I'm struggling with a network with millions of nodes and billions of edges

(follow network of Australian Twitter users), trying to apply

gt.inference.minimize_nested_block_model_dl().

I'm reducing the size by analysing k-cores and increasing k step-wise to

test the limits. With 19k nodes and 12m edges I'm already exceeding the 64GB

RAM my machine has at the moment, so given its O(n ln^2(n)) I don't expect

the whole network to fit, but I'd like to push the limit at least as far as

possible.

The only parameter set so far is `mcmc_equilibrate_args={'epsilon': 1e-3}`.

I have four questions:

1. I've tried mcmc_args={'sequential': False, 'parallel': True}, but

this did not seem to have a great impact regarding speed on my smaller

k-cores, could it have on bigger ones?

2. What does the warning here

(https://graph-tool.skewed.de/static/doc/inference.html#graph_tool.inference.BlockState.mcmc_sweep)

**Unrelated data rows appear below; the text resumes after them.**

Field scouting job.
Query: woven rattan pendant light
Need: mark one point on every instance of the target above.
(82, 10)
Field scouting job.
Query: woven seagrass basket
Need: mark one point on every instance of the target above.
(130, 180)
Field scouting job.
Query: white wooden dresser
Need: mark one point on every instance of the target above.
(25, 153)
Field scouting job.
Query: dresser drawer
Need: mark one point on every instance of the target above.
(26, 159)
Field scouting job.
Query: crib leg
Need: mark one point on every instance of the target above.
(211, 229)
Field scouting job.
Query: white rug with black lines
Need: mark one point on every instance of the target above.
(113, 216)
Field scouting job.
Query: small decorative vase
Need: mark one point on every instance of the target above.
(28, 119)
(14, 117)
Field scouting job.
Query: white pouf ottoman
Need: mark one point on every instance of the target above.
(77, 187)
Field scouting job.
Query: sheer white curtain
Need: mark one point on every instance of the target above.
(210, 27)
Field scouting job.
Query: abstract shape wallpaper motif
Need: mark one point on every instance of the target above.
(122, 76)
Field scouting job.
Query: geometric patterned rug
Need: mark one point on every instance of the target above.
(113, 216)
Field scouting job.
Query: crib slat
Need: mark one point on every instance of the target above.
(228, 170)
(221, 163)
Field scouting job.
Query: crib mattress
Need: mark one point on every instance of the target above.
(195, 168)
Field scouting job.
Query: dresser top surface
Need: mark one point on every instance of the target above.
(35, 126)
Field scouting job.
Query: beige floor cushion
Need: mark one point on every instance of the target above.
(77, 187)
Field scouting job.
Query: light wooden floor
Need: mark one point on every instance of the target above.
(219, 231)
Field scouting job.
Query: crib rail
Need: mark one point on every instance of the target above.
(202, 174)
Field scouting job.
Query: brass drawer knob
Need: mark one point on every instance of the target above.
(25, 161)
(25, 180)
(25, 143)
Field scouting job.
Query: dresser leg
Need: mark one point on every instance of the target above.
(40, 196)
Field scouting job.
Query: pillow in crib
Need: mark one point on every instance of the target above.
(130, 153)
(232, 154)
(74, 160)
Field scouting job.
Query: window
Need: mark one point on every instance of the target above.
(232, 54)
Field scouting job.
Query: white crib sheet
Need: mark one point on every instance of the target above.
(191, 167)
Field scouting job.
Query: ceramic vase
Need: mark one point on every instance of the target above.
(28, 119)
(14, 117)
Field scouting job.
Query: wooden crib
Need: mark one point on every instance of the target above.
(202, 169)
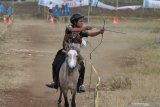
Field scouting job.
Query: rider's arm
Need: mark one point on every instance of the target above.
(81, 29)
(92, 34)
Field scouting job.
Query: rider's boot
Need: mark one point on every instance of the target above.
(55, 79)
(80, 85)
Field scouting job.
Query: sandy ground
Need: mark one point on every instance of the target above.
(27, 54)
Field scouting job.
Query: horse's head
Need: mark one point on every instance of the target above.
(71, 58)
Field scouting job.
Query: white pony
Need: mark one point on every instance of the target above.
(68, 77)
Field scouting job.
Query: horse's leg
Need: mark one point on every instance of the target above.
(60, 96)
(73, 103)
(65, 98)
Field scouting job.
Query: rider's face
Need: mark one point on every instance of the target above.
(80, 22)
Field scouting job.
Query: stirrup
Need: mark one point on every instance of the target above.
(81, 89)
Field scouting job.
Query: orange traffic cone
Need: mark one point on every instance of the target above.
(5, 20)
(9, 21)
(51, 20)
(115, 20)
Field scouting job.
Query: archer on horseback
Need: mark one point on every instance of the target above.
(73, 38)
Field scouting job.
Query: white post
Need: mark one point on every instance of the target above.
(89, 9)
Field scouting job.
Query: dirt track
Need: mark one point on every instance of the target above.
(30, 49)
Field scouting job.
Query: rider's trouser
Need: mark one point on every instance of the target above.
(58, 61)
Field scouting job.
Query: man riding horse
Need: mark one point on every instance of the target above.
(73, 38)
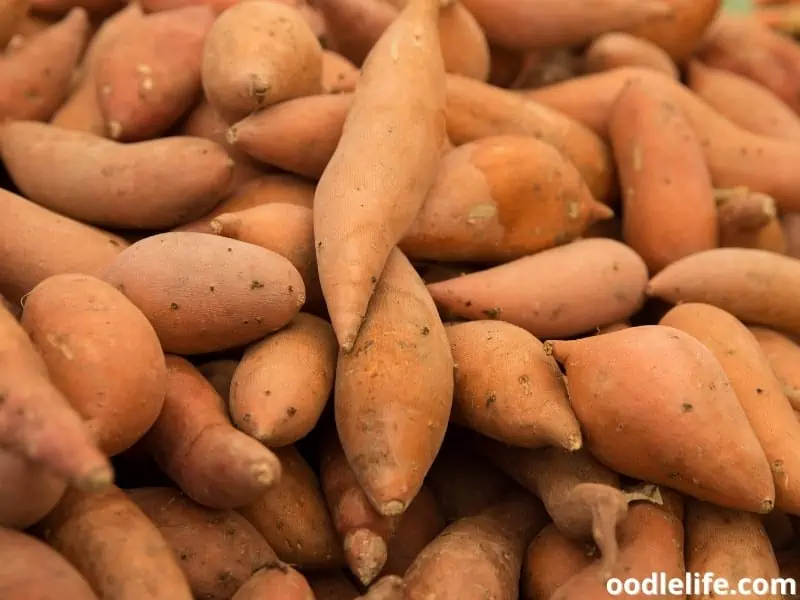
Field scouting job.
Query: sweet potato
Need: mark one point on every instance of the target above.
(579, 494)
(651, 541)
(654, 403)
(293, 516)
(149, 75)
(552, 23)
(71, 247)
(275, 581)
(258, 54)
(476, 109)
(730, 544)
(115, 546)
(507, 388)
(668, 199)
(364, 532)
(193, 442)
(759, 392)
(388, 443)
(744, 102)
(102, 182)
(485, 551)
(102, 353)
(367, 198)
(500, 198)
(725, 278)
(218, 550)
(783, 355)
(550, 561)
(619, 49)
(557, 293)
(233, 293)
(36, 78)
(283, 382)
(27, 491)
(36, 420)
(299, 136)
(32, 570)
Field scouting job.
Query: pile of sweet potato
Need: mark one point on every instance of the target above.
(396, 299)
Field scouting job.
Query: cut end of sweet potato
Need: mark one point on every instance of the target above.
(366, 554)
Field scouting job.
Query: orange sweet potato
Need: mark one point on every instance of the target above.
(36, 420)
(71, 247)
(619, 49)
(149, 75)
(729, 543)
(364, 532)
(389, 444)
(115, 546)
(153, 184)
(293, 516)
(552, 23)
(32, 570)
(550, 561)
(244, 70)
(485, 551)
(758, 389)
(102, 353)
(193, 442)
(283, 382)
(367, 198)
(500, 198)
(218, 550)
(36, 78)
(507, 388)
(668, 199)
(744, 102)
(725, 278)
(236, 292)
(654, 403)
(783, 355)
(557, 293)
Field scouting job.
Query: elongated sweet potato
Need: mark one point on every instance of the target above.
(283, 382)
(668, 199)
(293, 516)
(552, 23)
(31, 569)
(71, 247)
(550, 561)
(557, 293)
(744, 102)
(507, 388)
(367, 197)
(149, 75)
(485, 550)
(729, 543)
(36, 78)
(655, 404)
(782, 354)
(196, 446)
(759, 392)
(103, 534)
(388, 444)
(218, 550)
(36, 420)
(364, 532)
(724, 278)
(500, 198)
(618, 49)
(245, 70)
(102, 353)
(236, 294)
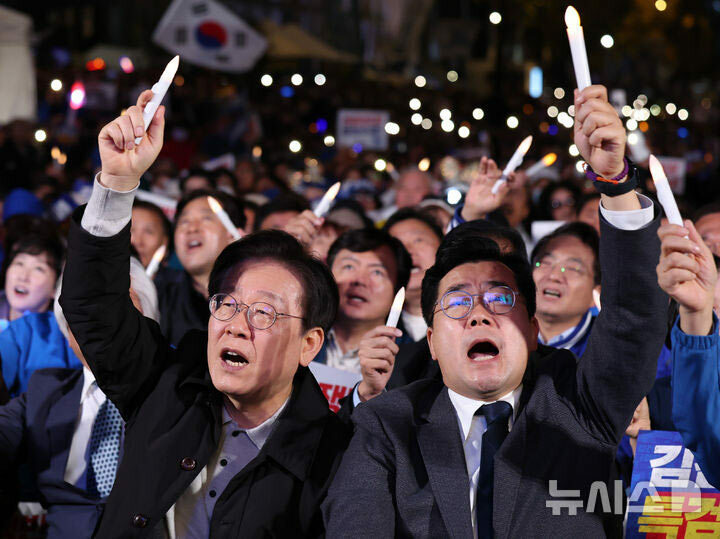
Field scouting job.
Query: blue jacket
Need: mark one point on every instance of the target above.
(696, 396)
(36, 429)
(33, 342)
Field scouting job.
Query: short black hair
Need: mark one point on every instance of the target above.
(483, 228)
(230, 204)
(152, 208)
(197, 172)
(459, 249)
(707, 209)
(583, 232)
(320, 297)
(35, 243)
(544, 202)
(589, 197)
(406, 214)
(281, 203)
(368, 239)
(353, 206)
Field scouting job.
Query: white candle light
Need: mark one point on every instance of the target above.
(515, 161)
(577, 48)
(154, 264)
(546, 161)
(324, 206)
(159, 89)
(665, 196)
(224, 218)
(396, 308)
(596, 299)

regarding parallel sampling mean in worst case and when is it likely that

the warning actually applies?

3. I am considering either to try to fund a machine with more

(expensive) RAM or to just swap memory on freely available disk space. What

would you expact would be the impact on speed? Checking the behaviour of the

algorithm so far I don't see it being I/O bound but rather by available

memory and the sequential parts of the algo that are running on one core

only. Is swapping a considerable option or should I just straight away rent

a bigger machine?

4. Is there any rule of thumb for epsilon? And what is its impact if it's

too large?

Thanks for any help (maybe also hints how to reduce the network size while

minimising the impact on the results of the nested SBM with something more

sophisticated than k-cores).

Cheers,

Felix